Every proper ideal is contained in a maximal ideal. Let $R$ be a ring with $1$ and $I \subsetneq R$ a proper ideal. Let $P = \{J : J \text{ is an ideal}, I \subseteq J \subsetneq R\}$. For any chain $\{J_\alpha\}$, the union $\bigcup J_\alpha$ is an ideal (check closure) and is proper ($1 \notin J_\alpha$ for any $\alpha$, so $1 \notin \bigcup J_\alpha$). By Zorn, $P$ has a maximal element, which is a maximal ideal containing $I$.

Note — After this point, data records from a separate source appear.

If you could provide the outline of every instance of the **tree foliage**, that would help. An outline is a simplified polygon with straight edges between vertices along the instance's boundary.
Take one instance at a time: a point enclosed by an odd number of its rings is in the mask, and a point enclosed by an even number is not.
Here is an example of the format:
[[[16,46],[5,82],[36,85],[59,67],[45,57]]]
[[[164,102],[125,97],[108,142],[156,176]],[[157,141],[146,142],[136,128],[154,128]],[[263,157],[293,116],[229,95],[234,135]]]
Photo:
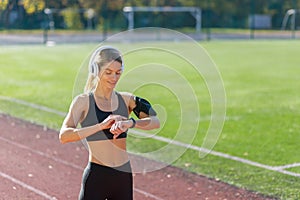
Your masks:
[[[251,14],[268,14],[272,16],[272,24],[279,27],[285,12],[291,8],[300,8],[300,0],[0,0],[0,27],[13,23],[12,12],[17,12],[22,20],[31,18],[35,21],[42,20],[45,8],[64,10],[66,8],[93,9],[96,25],[106,28],[125,28],[126,19],[123,15],[125,6],[196,6],[202,9],[202,25],[210,27],[239,27],[246,28],[247,20]],[[142,22],[136,24],[168,25],[186,23],[192,26],[192,18],[182,13],[143,13]],[[70,17],[68,21],[80,20],[86,26],[85,13],[79,13],[77,17]],[[172,19],[177,18],[177,21]],[[35,18],[35,19],[33,19]],[[54,20],[56,25],[63,24],[65,16],[56,13]],[[150,21],[155,22],[152,24]],[[170,21],[171,19],[171,21]],[[30,21],[29,20],[29,21]]]
[[[83,24],[80,20],[80,15],[77,11],[77,7],[66,8],[62,11],[64,21],[69,29],[82,29]]]
[[[0,10],[5,10],[8,5],[8,0],[0,0]]]
[[[45,8],[44,0],[23,0],[23,6],[28,14],[41,12]]]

The Hahn-Banach theorem (version). Let $V$ be a real vector space, $p: V \to \mathbb{R}$ a sublinear functional, and $f: W \to \mathbb{R}$ a linear functional on a subspace $W$ with $f \leq p$ on $W$. The set of extensions $(W', f')$ with $W \subseteq W'$ and $f' \leq p$ on $W'$ is partially ordered by extension. Chains have upper bounds (take unions), so Zorn gives a maximal extension. Maximality forces $W' = V$.

Tychonoff's theorem. The proof that arbitrary products of compact spaces are compact uses Zorn's lemma (via the Alexander subbase theorem or the ultrafilter characterization of compactness).